Similarly, multiple moves and relocations characterise the experience of families living with domestic abuse and the evaluators have found that many participants change their contact details and home addresses between time points, which can create challenges for ongoing engagement. To address this, the evaluation team uses strategies to maintain contact with families between interviews (e.g. sending Christmas and birthday cards) and programme staff are asked to assist in re-establishing contact with participants. This has helped to maintain engagement across the evaluation period.

Despite these challenges, early data suggests that the programme is able to reach parents with trauma histories and that the approach to intervention is appreciated by service users. The evaluators have successfully collected a range of mixed methods data from service users which are feeding back into programme development and will provide indications of the potential for beneficial outcomes for families.

Conclusions

Early interventions for domestic abuse are necessary to promote healthy outcomes for children and prevent intergenerational transmission of abuse and trauma. For Baby’s Sake is novel in its approach to providing a whole-family intervention, delivered during the perinatal period and targeting domestic abuse, parent-infant attachment and addressing parents’ own histories of trauma.
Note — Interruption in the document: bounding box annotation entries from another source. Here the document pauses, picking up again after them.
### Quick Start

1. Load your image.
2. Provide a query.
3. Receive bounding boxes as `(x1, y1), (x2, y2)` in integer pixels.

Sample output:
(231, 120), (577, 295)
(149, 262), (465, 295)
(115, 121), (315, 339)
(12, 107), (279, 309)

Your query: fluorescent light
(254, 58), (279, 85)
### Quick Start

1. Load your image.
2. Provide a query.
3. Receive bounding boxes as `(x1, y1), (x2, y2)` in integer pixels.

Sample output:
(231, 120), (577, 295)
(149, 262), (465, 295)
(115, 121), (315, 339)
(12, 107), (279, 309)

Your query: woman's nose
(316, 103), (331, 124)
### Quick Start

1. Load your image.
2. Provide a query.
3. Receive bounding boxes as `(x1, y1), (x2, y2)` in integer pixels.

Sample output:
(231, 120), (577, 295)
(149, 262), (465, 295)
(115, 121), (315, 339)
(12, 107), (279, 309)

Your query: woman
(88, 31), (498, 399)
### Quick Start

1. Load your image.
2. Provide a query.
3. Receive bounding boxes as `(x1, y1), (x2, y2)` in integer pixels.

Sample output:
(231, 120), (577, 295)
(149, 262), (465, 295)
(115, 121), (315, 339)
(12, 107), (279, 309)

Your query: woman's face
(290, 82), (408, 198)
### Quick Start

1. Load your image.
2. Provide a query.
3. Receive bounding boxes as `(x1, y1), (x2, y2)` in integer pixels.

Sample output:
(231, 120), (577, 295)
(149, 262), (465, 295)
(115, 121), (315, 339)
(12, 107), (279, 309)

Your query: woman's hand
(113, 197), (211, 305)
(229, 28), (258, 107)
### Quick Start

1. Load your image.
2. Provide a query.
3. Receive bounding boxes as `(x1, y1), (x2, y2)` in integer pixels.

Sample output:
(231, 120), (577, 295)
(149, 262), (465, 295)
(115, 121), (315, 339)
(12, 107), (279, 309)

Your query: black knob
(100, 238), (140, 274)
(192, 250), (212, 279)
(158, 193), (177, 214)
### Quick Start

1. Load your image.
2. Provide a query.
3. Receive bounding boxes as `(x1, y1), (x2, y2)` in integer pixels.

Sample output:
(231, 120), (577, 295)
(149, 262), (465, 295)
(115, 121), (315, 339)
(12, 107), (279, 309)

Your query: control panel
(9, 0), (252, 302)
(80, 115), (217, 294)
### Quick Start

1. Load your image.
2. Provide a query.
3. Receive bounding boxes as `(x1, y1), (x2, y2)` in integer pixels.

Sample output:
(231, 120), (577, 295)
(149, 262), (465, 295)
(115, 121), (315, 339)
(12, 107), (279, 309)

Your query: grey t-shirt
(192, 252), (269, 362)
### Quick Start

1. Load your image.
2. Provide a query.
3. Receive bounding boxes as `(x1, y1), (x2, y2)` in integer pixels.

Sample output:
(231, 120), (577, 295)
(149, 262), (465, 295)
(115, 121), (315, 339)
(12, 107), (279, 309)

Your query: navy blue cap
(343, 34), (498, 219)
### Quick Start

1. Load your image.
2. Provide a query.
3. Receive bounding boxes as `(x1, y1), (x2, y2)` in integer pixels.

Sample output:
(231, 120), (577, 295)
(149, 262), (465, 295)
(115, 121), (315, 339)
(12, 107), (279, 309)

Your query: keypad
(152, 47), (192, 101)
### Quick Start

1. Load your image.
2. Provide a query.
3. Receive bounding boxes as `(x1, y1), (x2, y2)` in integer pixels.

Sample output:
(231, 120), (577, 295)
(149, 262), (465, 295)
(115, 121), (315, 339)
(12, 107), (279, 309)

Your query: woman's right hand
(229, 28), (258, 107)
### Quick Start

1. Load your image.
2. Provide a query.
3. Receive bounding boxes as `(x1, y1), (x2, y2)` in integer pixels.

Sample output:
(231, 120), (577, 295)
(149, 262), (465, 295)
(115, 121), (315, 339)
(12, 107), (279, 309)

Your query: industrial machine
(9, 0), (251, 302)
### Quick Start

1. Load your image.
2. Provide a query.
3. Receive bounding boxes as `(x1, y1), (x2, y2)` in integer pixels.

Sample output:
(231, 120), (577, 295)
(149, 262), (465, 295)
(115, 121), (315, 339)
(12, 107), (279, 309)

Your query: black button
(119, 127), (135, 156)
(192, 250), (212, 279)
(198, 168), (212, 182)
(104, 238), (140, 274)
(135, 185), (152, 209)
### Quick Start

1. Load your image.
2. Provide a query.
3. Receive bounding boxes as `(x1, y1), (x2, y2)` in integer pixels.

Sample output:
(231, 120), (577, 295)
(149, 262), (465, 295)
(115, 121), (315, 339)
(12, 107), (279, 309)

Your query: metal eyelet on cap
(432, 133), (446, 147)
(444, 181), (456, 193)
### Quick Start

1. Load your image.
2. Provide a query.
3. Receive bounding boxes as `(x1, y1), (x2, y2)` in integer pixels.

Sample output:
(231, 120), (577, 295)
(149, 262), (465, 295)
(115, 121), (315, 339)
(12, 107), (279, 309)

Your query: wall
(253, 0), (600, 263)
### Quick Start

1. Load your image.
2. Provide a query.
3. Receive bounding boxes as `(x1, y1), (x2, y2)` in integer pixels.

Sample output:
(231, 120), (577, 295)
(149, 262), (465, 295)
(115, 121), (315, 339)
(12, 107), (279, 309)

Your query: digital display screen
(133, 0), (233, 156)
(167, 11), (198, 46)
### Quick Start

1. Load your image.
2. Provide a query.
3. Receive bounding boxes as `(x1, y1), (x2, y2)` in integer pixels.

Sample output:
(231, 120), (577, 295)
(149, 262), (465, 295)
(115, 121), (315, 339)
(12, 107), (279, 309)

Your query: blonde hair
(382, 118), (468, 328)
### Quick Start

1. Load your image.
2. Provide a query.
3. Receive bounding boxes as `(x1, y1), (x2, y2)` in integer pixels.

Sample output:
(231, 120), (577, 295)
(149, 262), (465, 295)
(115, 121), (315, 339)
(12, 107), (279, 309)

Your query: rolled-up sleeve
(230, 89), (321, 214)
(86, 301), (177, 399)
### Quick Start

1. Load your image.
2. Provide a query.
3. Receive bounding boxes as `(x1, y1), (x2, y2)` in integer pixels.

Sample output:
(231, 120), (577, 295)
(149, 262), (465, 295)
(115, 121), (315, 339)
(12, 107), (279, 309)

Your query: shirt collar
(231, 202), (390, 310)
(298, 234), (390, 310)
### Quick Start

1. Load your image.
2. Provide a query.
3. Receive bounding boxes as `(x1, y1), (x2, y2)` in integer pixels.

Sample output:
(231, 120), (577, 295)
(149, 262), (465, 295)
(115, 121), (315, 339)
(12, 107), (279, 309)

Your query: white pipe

While the evaluation described here is still ongoing, the experiences described above highlight that it is possible to implement a whole-family domestic abuse intervention within community settings, and to work intensively with mothers and fathers with the aim of improving outcomes for children living with domestic abuse. The evaluation draws together measurements from the fields of domestic abuse, perinatal mental health and early child development to provide a broad picture of the impacts of the programme. Collecting outcomes from transient populations and from all members of the household in order to get a full picture of impact poses challenges and requires flexible and novel approaches to measurement. Early data has been useful in refining the assessment schedule to reduce participant burden as well as feeding back into ongoing programme development. In particular, data from service user interviews has provided learnings about the language which can attract families to the programme, the importance of consistent, non-judgemental support, and the need for flexible delivery with this population. The evaluation continues until the summer of 2019, at which time the findings will be published. The findings will provide a detailed understanding of how the programme works and with whom it works best, as well as the different factors that may impact on family outcomes.